God has delivered you before, and He will do it again.
So if you sinful people know how to give good gifts to your children, how much more will your heavenly Father give good gifts to those who ask him.
– Matthew 7:11, NLT
There is no “filling of shoes” for the old loves. A new pet never really replaces an old one, new relationships don’t replace broken ones, and new friends can’t replace the ones who’ve helped you bury the body.
Jesus said, “Truly, I say to you, there is no one who has left house or brothers or sisters or mother or father or children or lands, for my sake and for the gospel, who will not receive a hundredfold now in this time, houses and brothers and sisters and mothers and children and lands, with persecutions, and in the age to come eternal life.
– Mark 10:29-30, ESV
There are new loves. There are new friends, and new pets, and new perspectives, and we find that somehow our hearts that felt shrunken by their absence in loss has somehow expanded with love for both the new and the old in ways we never would have expected.

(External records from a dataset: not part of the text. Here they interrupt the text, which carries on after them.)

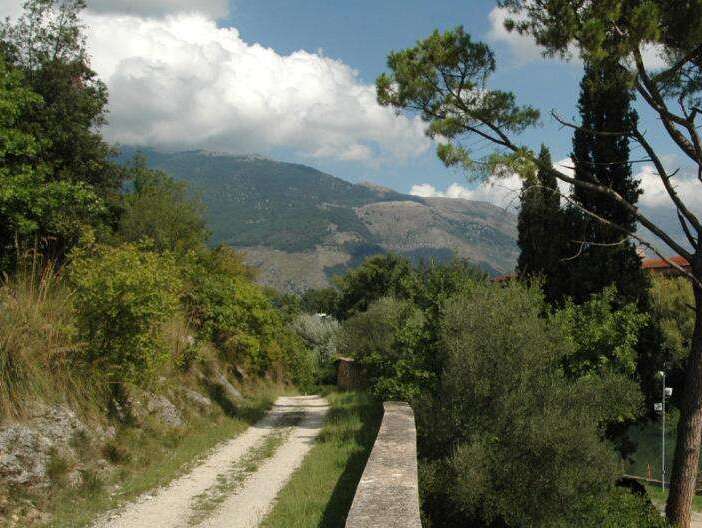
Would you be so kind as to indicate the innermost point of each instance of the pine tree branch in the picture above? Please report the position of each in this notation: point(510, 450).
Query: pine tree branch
point(652, 95)
point(644, 242)
point(665, 178)
point(608, 191)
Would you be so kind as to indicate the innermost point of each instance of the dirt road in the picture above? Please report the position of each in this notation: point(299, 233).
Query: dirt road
point(235, 487)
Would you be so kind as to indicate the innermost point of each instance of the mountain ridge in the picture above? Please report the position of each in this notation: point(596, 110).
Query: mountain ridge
point(301, 226)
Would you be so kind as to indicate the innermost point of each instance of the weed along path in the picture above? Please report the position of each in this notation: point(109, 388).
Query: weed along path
point(235, 486)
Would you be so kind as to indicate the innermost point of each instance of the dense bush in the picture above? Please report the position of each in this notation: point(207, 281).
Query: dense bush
point(123, 295)
point(229, 309)
point(387, 340)
point(162, 210)
point(603, 335)
point(517, 441)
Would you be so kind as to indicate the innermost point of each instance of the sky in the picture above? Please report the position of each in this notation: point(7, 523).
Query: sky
point(294, 80)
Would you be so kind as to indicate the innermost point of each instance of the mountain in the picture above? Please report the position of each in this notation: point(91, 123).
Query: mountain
point(302, 226)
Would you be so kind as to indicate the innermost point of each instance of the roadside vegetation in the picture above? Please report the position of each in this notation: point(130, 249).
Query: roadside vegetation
point(129, 347)
point(320, 493)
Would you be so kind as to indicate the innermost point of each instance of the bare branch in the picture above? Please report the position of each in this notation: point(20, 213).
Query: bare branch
point(665, 178)
point(679, 64)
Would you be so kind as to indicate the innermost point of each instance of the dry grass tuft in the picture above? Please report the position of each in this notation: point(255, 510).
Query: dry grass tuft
point(37, 342)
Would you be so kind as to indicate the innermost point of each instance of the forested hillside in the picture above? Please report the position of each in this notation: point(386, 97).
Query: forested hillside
point(302, 226)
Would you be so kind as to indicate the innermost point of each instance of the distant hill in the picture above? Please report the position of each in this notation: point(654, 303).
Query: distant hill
point(302, 226)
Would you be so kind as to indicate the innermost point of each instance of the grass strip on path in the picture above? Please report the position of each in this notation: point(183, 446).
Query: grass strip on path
point(155, 459)
point(227, 483)
point(320, 492)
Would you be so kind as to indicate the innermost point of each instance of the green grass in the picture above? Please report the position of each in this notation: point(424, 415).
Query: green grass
point(659, 496)
point(155, 457)
point(228, 482)
point(321, 491)
point(647, 438)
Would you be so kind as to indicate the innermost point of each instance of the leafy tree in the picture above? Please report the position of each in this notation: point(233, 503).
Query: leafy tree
point(162, 210)
point(445, 79)
point(387, 340)
point(36, 212)
point(600, 254)
point(603, 335)
point(377, 277)
point(515, 441)
point(47, 44)
point(229, 309)
point(123, 295)
point(541, 227)
point(322, 300)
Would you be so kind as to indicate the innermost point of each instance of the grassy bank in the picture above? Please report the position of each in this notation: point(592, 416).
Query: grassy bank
point(149, 457)
point(320, 493)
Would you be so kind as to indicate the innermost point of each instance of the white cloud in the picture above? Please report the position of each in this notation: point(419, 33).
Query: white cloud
point(213, 8)
point(181, 81)
point(655, 196)
point(10, 8)
point(502, 192)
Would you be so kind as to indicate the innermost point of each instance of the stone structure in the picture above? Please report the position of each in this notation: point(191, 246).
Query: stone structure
point(388, 493)
point(349, 376)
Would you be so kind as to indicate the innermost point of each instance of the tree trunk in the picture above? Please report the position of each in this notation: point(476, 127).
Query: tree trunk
point(687, 450)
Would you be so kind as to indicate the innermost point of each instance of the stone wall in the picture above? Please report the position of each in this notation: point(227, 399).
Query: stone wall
point(388, 493)
point(349, 376)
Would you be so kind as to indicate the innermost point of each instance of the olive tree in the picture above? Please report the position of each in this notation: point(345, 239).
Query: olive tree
point(445, 79)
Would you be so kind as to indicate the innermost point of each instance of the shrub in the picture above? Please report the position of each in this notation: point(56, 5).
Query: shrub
point(123, 296)
point(520, 441)
point(604, 336)
point(237, 315)
point(387, 340)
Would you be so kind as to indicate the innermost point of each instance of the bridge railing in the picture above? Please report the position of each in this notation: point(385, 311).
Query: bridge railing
point(388, 493)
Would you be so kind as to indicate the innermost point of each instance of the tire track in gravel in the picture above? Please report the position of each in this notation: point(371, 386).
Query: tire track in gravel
point(172, 506)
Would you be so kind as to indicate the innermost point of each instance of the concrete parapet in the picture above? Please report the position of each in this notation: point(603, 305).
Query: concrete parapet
point(388, 493)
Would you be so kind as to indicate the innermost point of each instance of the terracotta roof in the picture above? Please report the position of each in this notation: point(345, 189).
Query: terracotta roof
point(662, 264)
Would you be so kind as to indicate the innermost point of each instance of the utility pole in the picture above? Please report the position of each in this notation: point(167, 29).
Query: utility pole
point(667, 392)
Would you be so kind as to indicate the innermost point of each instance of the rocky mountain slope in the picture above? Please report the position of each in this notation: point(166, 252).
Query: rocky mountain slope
point(302, 226)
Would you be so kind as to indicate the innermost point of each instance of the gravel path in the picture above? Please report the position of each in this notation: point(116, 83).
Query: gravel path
point(171, 506)
point(248, 507)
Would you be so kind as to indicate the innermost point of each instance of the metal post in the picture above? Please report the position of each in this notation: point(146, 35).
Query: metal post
point(663, 439)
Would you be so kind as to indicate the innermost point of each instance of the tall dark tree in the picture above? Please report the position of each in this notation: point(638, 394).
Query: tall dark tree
point(48, 45)
point(446, 78)
point(540, 226)
point(599, 255)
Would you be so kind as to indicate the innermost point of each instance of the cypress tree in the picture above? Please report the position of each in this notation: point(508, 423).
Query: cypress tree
point(598, 255)
point(540, 226)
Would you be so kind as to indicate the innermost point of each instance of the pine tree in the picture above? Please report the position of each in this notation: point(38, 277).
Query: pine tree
point(540, 227)
point(598, 255)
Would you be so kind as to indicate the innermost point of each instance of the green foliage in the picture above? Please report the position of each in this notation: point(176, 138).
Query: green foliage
point(603, 336)
point(521, 441)
point(672, 301)
point(236, 314)
point(613, 29)
point(322, 300)
point(617, 509)
point(541, 226)
point(377, 277)
point(444, 77)
point(598, 255)
point(387, 342)
point(123, 295)
point(162, 210)
point(47, 44)
point(35, 211)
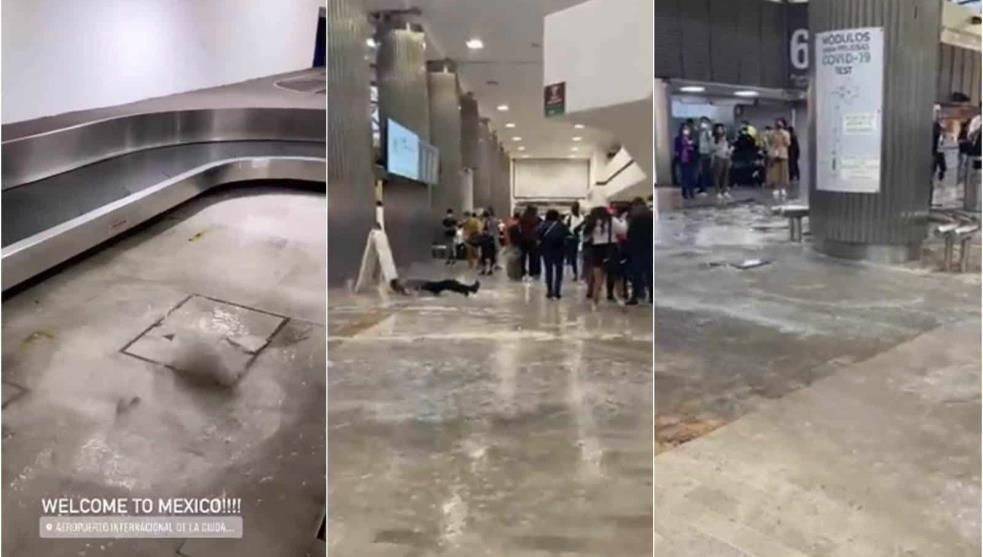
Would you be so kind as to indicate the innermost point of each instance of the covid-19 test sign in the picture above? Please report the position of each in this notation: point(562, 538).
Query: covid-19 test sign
point(849, 109)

Grief catches us somewhere between the loss and the victory, like the day between the Crucifixion and Easter. The goodbyes, the hard choices, the letting go of the way we thought things were supposed to be — we feel like our labor lasts well past the due date. We know birth is coming; we just don’t know how much more pain we’ll have to take before it happens.
The feeling of fullness, of swelling and discomfort and impatience – these are all signs of imminent delivery: life, joy, the much-longed-for beginning.
But in the pain of labor we rail against God and give Him a piece of our minds: This isn’t the way it’s supposed to be, this is terrible timing, are You blind to everything we’re already dealing with? Don’t You know how much this hurts?
Even Death and Destruction hold no secrets from the Lord.
How much more does He know the human heart.– Proverbs 15:11
And He is so gentle. No lightning strikes, no chasm opening in the ground, no instantaneous heart attack.
He says, I know, Love.
I know what it is to not get what you think you want. I know what it is to wrestle with the Father’s will. You will never know how much more pain I went through.
But I also know what it is to surrender to it and trust Him. I know the gain on the other side of this labor. It’s how I got you.